The single “Kingdom of Rust”, lands in the broodier atmospherics of Lost Souls, strapped with a Johnny Cash bassline; “Jetstream” is a stomping Doves classic in waiting, fitted with a propulsive krautrock motorik, it inherits the bands dance DNA from their former Sub Sub extraction, with other searing standouts (“Greatest Denier”, “Lifeline”) rounding out this career defining album.

Review:
“Jetstream” – An interesting track that is part rock and part Kraftwerk. The interesting thing is that it doesn’t sound unique.

“Kingdom of Rust” – To come right off “Jetstream” into this track, which is more country than anything else, is a bit bizarre. Frankly, I’d rather hear the Doves doing these types of tracks rather than the prior. It fits them a lot better and it’s far better.

“The Outsiders” – This is a typical rock song. Seems the Doves decided to release a track that might be a bit more radio friendly.

“Winter Hill” – Another track that sounds written for the radio and at trying their best at producing an anthem. It doesn’t miss the boat entirely. It’s lovely just not inspiring.

“10:03” – Gloomy and sad and yet it sounds something like a spiritual track that should make us feel okay. It’s a bit confusing. And yet its quite good.

“The Greatest Denier” – Skip it. There’s nothing interesting here other than the Rolling Stone-esque instrumentation.

“Birds Flew Backwards” – This is a pretty song that sounds like they’ve been listening to a lot of the Beach Boys experimental albums. The only problem is that it sounds lyrically empty.

“Spellbound” – Forgettable.

“Compulsion” – The fact that it reminds me of disco and Duran Duran doesn’t bode well.

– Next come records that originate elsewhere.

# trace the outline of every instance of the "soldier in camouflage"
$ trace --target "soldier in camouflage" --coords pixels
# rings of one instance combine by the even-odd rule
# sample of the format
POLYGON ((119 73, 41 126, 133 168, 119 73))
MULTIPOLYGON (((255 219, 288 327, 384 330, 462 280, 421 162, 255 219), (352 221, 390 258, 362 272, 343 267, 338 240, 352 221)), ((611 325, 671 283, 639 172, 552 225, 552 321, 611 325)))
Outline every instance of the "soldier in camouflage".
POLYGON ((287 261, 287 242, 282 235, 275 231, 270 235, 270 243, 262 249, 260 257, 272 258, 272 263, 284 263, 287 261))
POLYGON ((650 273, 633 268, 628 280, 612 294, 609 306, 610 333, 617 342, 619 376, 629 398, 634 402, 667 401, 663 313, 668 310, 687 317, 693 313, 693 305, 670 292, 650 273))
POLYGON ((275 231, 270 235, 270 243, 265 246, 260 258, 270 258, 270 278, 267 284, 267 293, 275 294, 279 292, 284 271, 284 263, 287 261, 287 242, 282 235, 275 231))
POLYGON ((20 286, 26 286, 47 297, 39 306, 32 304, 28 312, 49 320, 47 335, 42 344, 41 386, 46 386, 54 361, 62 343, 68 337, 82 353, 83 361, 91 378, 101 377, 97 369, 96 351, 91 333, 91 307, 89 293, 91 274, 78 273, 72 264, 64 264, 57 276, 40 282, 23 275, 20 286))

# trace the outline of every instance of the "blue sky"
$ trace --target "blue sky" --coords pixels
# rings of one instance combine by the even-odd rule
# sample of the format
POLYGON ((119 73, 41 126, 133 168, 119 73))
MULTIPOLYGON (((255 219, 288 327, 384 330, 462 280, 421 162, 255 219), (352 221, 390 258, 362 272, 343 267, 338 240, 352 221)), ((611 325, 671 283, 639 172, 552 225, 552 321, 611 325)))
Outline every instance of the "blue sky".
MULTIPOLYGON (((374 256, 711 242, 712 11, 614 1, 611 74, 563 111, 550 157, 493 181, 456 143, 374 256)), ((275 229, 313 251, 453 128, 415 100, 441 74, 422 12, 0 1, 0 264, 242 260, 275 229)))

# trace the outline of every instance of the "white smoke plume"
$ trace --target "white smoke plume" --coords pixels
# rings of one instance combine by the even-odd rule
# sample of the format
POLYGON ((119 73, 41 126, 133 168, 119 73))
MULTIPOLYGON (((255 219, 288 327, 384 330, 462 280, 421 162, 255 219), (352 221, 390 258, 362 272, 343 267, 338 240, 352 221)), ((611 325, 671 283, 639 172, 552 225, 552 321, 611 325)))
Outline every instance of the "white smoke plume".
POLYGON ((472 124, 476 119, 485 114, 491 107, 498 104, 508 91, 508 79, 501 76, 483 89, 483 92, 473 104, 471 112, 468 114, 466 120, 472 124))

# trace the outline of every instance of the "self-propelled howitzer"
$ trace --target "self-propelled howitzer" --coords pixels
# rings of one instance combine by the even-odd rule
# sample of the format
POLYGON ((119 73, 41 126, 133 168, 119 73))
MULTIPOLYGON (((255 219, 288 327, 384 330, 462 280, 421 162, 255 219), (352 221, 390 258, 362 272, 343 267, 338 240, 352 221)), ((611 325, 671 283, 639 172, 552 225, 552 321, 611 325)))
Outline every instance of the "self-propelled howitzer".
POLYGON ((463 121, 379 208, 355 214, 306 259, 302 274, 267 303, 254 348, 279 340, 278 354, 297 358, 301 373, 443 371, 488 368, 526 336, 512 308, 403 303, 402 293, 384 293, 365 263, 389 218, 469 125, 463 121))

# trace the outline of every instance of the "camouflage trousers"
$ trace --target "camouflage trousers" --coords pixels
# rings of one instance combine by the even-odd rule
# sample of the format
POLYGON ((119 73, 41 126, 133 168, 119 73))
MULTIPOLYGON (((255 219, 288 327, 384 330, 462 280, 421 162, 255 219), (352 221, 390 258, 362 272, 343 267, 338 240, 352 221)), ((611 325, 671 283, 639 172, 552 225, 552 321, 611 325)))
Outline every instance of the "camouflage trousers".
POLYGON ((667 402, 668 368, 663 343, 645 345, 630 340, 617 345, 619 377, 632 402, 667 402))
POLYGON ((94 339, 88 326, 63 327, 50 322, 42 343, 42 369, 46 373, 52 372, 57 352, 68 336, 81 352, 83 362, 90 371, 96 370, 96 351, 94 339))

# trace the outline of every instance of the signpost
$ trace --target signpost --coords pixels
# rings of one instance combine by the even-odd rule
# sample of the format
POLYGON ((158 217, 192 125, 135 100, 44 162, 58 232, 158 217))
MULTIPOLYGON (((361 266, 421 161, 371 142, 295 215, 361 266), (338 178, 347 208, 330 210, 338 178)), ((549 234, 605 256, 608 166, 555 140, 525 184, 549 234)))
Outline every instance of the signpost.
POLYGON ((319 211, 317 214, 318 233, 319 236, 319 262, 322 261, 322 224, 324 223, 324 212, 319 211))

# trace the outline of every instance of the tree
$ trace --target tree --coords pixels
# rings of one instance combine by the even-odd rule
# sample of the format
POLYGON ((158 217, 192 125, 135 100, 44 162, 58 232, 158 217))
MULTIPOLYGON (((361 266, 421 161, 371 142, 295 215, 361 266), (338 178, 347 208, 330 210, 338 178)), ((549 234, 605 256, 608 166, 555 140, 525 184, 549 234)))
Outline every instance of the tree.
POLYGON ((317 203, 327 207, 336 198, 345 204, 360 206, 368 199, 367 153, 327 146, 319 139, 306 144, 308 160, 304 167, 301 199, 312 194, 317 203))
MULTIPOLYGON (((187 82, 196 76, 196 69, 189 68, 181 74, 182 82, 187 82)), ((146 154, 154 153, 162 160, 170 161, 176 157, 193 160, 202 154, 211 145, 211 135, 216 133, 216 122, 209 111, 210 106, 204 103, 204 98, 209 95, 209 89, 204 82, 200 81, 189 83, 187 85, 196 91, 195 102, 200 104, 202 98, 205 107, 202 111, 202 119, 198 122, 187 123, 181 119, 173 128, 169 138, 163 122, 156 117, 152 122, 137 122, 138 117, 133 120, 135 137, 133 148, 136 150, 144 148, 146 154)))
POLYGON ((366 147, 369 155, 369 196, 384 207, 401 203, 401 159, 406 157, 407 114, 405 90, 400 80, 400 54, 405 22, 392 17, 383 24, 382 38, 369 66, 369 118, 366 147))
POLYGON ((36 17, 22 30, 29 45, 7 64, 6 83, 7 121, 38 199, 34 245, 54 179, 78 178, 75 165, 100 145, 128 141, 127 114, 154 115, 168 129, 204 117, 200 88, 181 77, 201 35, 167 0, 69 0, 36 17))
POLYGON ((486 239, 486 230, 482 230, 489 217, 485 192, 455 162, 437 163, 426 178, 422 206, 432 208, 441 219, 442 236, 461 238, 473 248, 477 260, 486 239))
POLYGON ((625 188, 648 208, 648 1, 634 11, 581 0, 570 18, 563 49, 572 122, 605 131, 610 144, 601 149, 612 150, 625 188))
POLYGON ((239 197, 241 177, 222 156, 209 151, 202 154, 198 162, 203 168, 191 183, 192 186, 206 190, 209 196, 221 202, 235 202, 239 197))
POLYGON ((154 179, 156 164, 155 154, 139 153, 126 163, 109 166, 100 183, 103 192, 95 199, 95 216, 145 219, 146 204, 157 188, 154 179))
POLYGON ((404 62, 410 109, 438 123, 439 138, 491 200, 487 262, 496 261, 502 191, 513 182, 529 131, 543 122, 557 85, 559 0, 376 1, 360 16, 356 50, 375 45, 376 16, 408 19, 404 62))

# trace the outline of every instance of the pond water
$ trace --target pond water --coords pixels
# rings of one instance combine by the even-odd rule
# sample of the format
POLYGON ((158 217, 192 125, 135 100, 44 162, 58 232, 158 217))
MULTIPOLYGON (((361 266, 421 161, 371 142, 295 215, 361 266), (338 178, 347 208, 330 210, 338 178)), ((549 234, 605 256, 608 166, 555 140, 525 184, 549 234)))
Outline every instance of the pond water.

“House of Mirrors” – Again, this sounds like Duran Duran from the ‘80s. I can’t get into it at all.

“Lifelines” – This is strictly leftovers.

Finally:
The Doves get the best out of their first five songs and then offer up some average songs after that. It’s hard to proclaim this a must buy album when you can download the first few songs and get the best there is to offer.

The other issue with the album is too eclectic. They go from techno to country to spiritual to disco. I’d love to see them stick to one style and give it their best. If this would have been more like the title track, “Kingdom of Rust,” from beginning to end it would have been a home run.